Life around a binary star seems like a rather extreme affair, so I decided on a thought experiment to see what it would be like to live in such a system. What would happen if we increased the size of Jupiter by 100, making it a small red dwarf star, about the size of Proxima Centauri. Increased by 100, the mass of Jupiter would be 10% of the mass of the sun, able to form a hydrogen fusing star. It would be about 2 or 3 times as large in radial dimensions, and 10 to 30 times larger in volume. What would life be like on our earth, in a solar system with two stars?

The gravity of this new star wouldn't be that great, not enough to have an obvious effect on the earth. This red dwarf has 10% of the mass of the sun, meaning that it has 10% of the gravity. Jupiter's orbit is around 5 Astronomical Units from the earth, meaning that the closest it approaches is 4 AU from the earth. Since, at its closest, it is four times as far as the sun, and since gravity decreases with the square of the distance, it would have a maximum of 1/160th of the gravitational pull of the sun. It would therefore have a small effect on our tides, but it wouldn't obviously change our orbit much. (But I will talk about some of the indirect effects below).

What about light and heat? Would the earth lack a night, and be scorched by two suns, never having a true night? The answer is that a red dwarf in Jupiter's orbit would not provide any measurable heat, but would provide visible light that would probably be somewhat like moonlight. Stellar output drops off very steeply with declining size, and their light becomes redder, with much of it in the infrared. Including infrared light, a red dwarf star might only be one part in 1000 as bright as our sun. Counting only visible light, it would be closer to one part in 10,000. But, just as with gravity, this red dwarf is further away from us than the sun is, meaning those numbers would go down by at least a factor of 10. We can look at a red dwarf star in Jupiter's orbit as being 0.01% as bright as the sun. This might seem like very little, but this is still brighter than a full moon, which is 1/400,000th as bright as the sun. Our red dwarf would then (when it was close), fill our night skies with a shadowy red light that would not provide any heat, and would be less bright than the ambient light of a city, but would still make the night visible enough to move and even read in.
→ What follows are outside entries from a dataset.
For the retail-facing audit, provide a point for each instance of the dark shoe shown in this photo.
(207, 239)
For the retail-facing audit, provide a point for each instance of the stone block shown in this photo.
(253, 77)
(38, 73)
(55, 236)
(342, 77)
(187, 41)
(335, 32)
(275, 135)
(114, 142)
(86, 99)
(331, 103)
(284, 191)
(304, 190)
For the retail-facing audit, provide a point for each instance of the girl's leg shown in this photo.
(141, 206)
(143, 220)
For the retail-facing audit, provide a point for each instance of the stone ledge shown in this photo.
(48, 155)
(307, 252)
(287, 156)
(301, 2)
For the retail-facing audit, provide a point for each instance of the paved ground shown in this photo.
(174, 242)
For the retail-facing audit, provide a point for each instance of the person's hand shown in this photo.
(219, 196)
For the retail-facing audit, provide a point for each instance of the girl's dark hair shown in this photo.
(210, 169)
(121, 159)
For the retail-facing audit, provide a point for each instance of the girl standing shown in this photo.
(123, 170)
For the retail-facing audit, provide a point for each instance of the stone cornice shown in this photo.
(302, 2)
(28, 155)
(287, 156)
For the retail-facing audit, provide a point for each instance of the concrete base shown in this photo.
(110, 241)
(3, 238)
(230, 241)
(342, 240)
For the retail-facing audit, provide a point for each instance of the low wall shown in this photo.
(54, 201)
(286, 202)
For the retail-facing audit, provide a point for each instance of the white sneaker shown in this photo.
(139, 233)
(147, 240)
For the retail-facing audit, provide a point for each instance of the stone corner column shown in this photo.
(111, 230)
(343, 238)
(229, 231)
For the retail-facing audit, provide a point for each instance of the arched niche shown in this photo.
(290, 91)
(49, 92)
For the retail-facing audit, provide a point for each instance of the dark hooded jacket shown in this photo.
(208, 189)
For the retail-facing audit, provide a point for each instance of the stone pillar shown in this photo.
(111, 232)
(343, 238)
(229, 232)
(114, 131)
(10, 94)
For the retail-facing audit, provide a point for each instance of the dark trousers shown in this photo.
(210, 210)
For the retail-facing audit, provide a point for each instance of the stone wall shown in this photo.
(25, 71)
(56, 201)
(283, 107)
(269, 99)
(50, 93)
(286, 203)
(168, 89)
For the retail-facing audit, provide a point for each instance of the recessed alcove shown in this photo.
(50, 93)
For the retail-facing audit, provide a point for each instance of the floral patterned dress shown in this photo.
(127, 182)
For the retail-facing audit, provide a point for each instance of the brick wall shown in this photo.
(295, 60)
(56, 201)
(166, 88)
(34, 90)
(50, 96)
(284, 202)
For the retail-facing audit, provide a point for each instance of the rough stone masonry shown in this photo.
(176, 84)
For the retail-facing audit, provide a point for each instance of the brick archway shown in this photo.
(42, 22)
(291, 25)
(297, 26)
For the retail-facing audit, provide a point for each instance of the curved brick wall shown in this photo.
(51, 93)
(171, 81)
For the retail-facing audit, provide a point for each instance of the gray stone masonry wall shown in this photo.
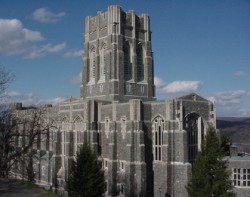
(114, 29)
(118, 116)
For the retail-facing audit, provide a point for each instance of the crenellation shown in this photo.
(145, 145)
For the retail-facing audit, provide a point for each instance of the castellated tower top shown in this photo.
(117, 59)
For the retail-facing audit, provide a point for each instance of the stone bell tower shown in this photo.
(118, 58)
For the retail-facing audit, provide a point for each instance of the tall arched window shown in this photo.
(102, 71)
(140, 64)
(195, 135)
(158, 128)
(92, 65)
(127, 62)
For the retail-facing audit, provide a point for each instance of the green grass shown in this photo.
(30, 185)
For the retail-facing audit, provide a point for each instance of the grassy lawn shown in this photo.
(38, 188)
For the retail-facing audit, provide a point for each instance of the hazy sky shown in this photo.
(199, 46)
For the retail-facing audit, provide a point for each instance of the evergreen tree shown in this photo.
(210, 176)
(86, 178)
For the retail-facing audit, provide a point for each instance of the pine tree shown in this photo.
(86, 178)
(210, 175)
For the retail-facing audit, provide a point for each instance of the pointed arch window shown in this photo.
(127, 63)
(103, 58)
(195, 135)
(92, 65)
(158, 128)
(140, 63)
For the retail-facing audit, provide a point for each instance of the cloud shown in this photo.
(176, 86)
(73, 53)
(29, 99)
(229, 97)
(43, 50)
(159, 82)
(43, 15)
(239, 73)
(76, 79)
(14, 38)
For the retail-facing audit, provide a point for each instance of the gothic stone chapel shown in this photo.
(146, 146)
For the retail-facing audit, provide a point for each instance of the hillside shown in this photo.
(238, 129)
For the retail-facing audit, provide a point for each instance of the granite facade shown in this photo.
(143, 144)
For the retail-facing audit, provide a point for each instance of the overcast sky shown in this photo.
(199, 46)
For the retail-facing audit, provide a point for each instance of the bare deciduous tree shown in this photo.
(19, 132)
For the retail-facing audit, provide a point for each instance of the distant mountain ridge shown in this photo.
(238, 129)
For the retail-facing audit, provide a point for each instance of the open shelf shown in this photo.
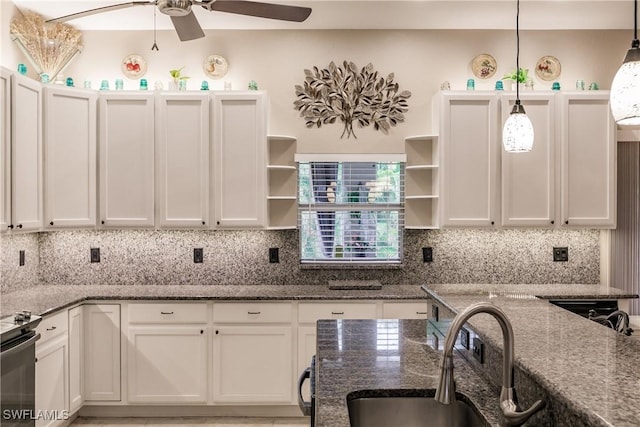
(282, 182)
(422, 182)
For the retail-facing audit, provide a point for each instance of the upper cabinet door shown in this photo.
(588, 160)
(182, 132)
(528, 184)
(468, 127)
(5, 149)
(240, 139)
(126, 140)
(26, 153)
(70, 157)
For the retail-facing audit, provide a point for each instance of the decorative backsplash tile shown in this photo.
(242, 257)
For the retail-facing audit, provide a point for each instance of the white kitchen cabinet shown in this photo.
(5, 149)
(69, 157)
(422, 184)
(52, 367)
(168, 353)
(101, 324)
(588, 160)
(239, 175)
(468, 127)
(167, 364)
(76, 359)
(282, 195)
(182, 144)
(405, 310)
(253, 355)
(26, 154)
(127, 146)
(528, 179)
And much like the moon, the light of our red dwarf would be visible in the day (not too much of a surprise, since even Venus can be visible during the day). But unlike the light of the moon, the light from the red dwarf wouldn't be seen as coming from a disk, but rather from a point like light source. Jupiter isn't resolvable as anything but a point, and increasing its visual dimensions by 2 or 3 times probably wouldn't change that. It might have a stellar corona around it, which would increase its size until it was visible as an extended region, but even that would be barely visible.

In many ways, life on a planet in a system with a red dwarf would be pretty normal. However, the butterfly effect would certainly be in play in such a situation. Most scientists agree that Jupiter has a big role on the solar system, by attracting and absorbing comets and asteroids, as well as perturbing the orbit of the earth, leading in part to the Milankovich Cycles. Replacing Jupiter with something 100 times as large, even if it wouldn't automatically throw the solar system into a chaos of collisions and radiation, would still probably have changed the way life evolved on earth, including, most noticeably, changing several mass extinction events. Life would have probably evolved early on to see further into the infrared, taking advantage of the faintly illuminated night sky.

But on the whole, not only can we imagine life managing to evolve on an earth like planet with a red dwarf orbiting further out in its system, and if the system managed to settle down into relative stability, intelligent life there might adapt that not only adjusted to a two star system, but wasn't even particularly aware or concerned with living in a two star system.